BLM Eyes 90,000 Acres of Texas Land by Bob Price 21 Apr 2014
After the recent Bundy Ranch episode by the U.S. Bureau of Land Management (BLM), Texans are becoming more concerned about the BLM’s focus on 90,000 acres along a 116 mile stretch of the Texas/Oklahoma boundary. The BLM is reviewing the possible federal takeover and ownership of privately-held lands which have been deeded property for generations of Texas landowners.
Sid Miller, former Texas State Representative and Republican candidate for Texas Agriculture Commissioner, has since made the matter a campaign issue to Breitbart Texas.
“In Texas,” Miller says, “the BLM is attempting a repeat of an action taken over 30 years ago along the Red River when Tommy Henderson lost a federal lawsuit. The Bureau of Land Management took 140 acres of his property and didn’t pay him one cent.”

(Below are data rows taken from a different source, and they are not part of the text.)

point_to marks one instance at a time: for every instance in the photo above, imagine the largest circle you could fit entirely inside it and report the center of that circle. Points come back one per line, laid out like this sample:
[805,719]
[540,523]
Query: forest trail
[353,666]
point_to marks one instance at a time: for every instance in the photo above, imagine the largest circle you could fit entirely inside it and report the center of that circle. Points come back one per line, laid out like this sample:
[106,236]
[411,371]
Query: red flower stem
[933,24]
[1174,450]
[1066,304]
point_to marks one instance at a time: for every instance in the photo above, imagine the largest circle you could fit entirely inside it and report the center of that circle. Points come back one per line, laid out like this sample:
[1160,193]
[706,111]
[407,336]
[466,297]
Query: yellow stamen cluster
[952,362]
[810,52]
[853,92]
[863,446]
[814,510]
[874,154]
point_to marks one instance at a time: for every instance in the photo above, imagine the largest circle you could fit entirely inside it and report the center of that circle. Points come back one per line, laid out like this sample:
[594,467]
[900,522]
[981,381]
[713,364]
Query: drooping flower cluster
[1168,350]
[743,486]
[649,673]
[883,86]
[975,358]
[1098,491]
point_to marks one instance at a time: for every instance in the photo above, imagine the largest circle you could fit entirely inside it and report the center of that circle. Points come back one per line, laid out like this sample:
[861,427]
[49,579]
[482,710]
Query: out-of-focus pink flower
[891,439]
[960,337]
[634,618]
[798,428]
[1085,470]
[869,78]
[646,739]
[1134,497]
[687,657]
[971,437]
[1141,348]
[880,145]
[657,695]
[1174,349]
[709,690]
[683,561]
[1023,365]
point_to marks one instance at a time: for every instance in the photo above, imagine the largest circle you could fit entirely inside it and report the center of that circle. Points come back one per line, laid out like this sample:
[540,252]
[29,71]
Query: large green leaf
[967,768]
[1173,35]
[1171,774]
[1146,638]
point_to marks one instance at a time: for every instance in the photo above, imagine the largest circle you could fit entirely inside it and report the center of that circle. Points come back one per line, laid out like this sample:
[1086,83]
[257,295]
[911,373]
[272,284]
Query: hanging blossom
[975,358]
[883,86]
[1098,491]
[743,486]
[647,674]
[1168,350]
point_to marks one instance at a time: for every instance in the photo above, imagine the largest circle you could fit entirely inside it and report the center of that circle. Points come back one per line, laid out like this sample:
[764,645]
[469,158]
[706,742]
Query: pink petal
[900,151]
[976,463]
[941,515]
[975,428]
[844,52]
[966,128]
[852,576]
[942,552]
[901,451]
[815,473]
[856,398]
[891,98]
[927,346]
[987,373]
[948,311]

Miller referred to a 1986 case where the BLM attempted to seize some of Henderson’s land. Henderson sued the BLM and lost 140 acres that had been in his family for generations. Now the BLM is looking at using the prior case as a precedent to claim an additional 90,000 acres.
According to a BLM document provided to Breitbart Texas courtesy Rep. Thornberry’s staff, the BLM is going through a scoping period where they are gathering facts on land whose ownership they believe to be in question in Texas, Oklahoma and Kansas. The BLM is in the process of developing a Resource Management Plan. The plan will cover a total of 411,585 square miles, or 263 million acres of land. The BLM describes its “decision area as about 104,000 acres of BLM administered surface lands, 593,000 acres of split-estate land (private land with federal mineral interests) and 5,270,000 acres of federal mineral interests on land managed by other federal agencies."